Upon entering "White Petals Surround Your Yellow Heart" at the Institute of Contemporary Art on campus, you’ll be greeted by Rip Cord Rex—a futuristic tribal figurine that ferociously glares at you with his gaping, bottomless sockets. Rip Cord—and his surrounding friends—comprise the late rapper/artist RAMMELLZEE’S “Garbage Gods and Monsters Models.”

His brightly adorned villains are only a small part of the exhibit that aims to communicate the power of “adornment” in expressing our inner selves. Essentially, the show conveys the idea that “nature has endowed us with one skin too few.” Take a good look at yourself in the mirror before walking into the ICA, because this show celebrates the Narcissus in each of us.

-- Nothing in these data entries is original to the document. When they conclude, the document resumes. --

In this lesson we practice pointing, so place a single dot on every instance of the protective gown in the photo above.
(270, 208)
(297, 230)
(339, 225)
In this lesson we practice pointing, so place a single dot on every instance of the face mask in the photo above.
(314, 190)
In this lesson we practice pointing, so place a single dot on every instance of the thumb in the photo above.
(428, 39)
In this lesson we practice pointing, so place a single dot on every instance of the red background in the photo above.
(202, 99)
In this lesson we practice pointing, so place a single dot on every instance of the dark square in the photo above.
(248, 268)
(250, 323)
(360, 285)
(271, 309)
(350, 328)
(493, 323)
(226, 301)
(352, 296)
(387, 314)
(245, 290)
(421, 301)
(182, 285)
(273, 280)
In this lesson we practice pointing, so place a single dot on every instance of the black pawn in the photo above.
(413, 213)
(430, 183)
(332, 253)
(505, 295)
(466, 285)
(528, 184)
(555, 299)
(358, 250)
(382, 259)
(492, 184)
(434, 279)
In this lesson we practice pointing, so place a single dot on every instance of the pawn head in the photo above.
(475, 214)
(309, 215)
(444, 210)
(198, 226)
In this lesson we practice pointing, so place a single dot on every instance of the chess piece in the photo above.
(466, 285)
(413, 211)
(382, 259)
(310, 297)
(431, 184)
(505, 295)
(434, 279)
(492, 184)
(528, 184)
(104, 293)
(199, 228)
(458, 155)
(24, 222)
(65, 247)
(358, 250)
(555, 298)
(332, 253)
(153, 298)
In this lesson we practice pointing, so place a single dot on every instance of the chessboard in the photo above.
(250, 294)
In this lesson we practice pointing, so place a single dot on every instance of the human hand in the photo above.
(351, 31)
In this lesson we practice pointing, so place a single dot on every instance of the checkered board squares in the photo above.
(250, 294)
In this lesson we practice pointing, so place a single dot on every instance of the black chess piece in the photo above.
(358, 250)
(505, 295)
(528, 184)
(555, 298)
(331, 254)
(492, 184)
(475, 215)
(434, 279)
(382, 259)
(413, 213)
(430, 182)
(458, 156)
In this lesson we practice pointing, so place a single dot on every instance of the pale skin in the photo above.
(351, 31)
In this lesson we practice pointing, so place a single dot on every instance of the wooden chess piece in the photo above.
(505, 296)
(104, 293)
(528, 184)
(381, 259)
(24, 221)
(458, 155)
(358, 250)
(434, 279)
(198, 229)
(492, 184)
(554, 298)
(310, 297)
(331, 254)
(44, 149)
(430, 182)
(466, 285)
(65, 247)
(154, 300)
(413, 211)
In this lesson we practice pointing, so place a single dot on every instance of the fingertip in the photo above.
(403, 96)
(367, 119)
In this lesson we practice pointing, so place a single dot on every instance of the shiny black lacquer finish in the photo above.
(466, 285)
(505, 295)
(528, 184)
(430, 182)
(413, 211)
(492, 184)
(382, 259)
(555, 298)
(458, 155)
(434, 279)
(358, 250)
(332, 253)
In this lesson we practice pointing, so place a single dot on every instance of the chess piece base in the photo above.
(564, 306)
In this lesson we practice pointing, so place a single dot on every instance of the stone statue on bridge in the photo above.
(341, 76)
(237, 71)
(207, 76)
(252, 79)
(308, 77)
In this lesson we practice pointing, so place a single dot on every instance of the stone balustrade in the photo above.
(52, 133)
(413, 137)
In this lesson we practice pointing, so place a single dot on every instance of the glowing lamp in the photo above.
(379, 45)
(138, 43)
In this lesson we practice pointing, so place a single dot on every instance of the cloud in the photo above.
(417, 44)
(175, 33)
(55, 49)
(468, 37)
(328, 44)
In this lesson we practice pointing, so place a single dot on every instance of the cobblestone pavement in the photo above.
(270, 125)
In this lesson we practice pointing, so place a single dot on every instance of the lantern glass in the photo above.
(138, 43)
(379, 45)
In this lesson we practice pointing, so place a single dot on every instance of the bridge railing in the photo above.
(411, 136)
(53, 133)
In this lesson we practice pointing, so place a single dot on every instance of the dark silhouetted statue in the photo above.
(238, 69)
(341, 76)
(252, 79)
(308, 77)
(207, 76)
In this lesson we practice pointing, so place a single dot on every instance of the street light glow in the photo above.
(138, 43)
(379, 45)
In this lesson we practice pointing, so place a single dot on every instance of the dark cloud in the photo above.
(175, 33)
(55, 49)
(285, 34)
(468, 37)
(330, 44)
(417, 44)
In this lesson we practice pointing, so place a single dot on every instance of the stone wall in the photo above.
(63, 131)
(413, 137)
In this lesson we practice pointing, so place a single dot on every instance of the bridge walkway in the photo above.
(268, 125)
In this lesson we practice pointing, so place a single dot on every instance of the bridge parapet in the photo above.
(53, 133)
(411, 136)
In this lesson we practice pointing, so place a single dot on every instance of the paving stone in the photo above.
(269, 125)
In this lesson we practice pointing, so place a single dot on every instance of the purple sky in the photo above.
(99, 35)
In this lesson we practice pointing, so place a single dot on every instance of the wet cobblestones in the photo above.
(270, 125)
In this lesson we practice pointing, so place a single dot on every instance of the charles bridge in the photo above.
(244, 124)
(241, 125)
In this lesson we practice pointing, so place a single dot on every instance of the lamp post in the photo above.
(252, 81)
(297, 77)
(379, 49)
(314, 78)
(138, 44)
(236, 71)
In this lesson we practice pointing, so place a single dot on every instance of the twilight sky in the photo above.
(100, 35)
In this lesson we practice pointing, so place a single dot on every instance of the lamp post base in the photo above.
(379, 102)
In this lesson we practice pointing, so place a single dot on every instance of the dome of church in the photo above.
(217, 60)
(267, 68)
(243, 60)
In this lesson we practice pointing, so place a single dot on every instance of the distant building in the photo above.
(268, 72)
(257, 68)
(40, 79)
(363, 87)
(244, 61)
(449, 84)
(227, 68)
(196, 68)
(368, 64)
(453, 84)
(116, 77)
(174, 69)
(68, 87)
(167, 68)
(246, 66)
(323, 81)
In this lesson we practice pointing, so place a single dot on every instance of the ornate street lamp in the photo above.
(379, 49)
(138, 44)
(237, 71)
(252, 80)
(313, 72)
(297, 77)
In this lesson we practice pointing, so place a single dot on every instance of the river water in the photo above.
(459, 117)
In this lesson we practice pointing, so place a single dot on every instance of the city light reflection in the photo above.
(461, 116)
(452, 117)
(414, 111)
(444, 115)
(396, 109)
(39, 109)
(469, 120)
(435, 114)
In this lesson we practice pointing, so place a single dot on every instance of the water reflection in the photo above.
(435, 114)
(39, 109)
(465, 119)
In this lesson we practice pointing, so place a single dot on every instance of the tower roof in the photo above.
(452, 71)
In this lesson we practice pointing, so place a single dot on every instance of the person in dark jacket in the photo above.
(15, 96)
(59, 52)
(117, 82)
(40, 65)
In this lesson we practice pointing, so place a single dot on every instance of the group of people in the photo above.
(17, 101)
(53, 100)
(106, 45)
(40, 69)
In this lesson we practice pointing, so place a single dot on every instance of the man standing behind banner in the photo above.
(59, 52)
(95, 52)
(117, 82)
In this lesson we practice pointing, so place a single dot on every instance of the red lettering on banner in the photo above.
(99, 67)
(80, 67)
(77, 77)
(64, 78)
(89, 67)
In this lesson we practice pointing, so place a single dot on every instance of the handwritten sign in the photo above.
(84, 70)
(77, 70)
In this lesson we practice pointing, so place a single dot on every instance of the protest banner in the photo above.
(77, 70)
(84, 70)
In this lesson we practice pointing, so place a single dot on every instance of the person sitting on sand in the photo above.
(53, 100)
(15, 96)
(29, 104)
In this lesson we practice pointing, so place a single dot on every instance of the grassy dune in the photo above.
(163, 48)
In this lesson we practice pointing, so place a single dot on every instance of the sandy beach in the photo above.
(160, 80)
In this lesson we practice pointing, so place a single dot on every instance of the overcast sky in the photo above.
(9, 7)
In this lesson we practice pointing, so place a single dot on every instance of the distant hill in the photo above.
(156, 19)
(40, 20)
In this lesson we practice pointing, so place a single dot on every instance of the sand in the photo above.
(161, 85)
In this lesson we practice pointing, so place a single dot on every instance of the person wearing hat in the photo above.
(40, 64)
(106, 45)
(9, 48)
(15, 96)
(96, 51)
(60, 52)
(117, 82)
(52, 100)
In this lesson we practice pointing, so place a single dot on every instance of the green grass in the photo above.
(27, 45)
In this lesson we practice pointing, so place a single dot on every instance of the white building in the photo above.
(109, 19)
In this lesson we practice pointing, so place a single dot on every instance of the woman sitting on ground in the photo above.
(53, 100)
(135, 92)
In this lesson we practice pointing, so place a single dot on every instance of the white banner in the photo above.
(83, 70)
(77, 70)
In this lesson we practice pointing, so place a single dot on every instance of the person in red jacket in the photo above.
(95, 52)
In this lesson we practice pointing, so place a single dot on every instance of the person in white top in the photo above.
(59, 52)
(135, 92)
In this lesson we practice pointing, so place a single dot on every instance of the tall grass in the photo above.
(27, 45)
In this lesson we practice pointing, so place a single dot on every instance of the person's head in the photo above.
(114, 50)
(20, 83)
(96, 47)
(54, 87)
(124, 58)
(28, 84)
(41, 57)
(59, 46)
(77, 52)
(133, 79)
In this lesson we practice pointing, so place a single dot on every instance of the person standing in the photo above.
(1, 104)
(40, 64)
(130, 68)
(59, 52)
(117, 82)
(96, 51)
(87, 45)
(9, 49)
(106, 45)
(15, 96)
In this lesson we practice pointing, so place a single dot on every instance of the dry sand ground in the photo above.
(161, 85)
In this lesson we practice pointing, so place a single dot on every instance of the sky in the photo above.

So, how do we choose to express our inner selves to society? The featured artists took this simple question and answered it with various forms of adornment. For example, one artist publicized gender politics by reproducing Lynda Bengli’s image on a

t–shirt depicting a woman with breasts and a fully erect penis.

The exhibit also conveys softer messages such as a short story about a man and his memory–carrying saddle shoes. Additionally, there’s the three–minute “Vogue Paris Studio” film, which presents strong, fierce women whose limbs are digitally stretched into lanky contortions. Each model “titillates death and is already something different.” Glamour and macabre are mixed, quite deliberately.

Near the end of the exhibit, you’ll find an overly ornate mirror on the wall. While the outlandishness of some pieces may distract from the intellectual motive of the exhibit, this piece encapsulates it all. Although it could be deemed vain to stare at yourself in a mirror, this artist considered such vanity a healthy and necessary mode of self–identification.

Anthony Elms, the Associate Curator, hoped to reference throughout the exhibit how our age is one of constant self–evaluation. We do it constantly without thinking—often using photos and information through social media. This exhibit reminds us that how we choose to brand ourselves ultimately reflects our values.

Elms included an excerpt from Ovid’s "Metamorphoses" in the introduction to the exhibit as a cautionary tale. Narcissus drowned by falling (literally) in love with his own reflection in a pool of water. His body was never found. What remained, instead, was “a flower with a circle of white petals round a yellow center.”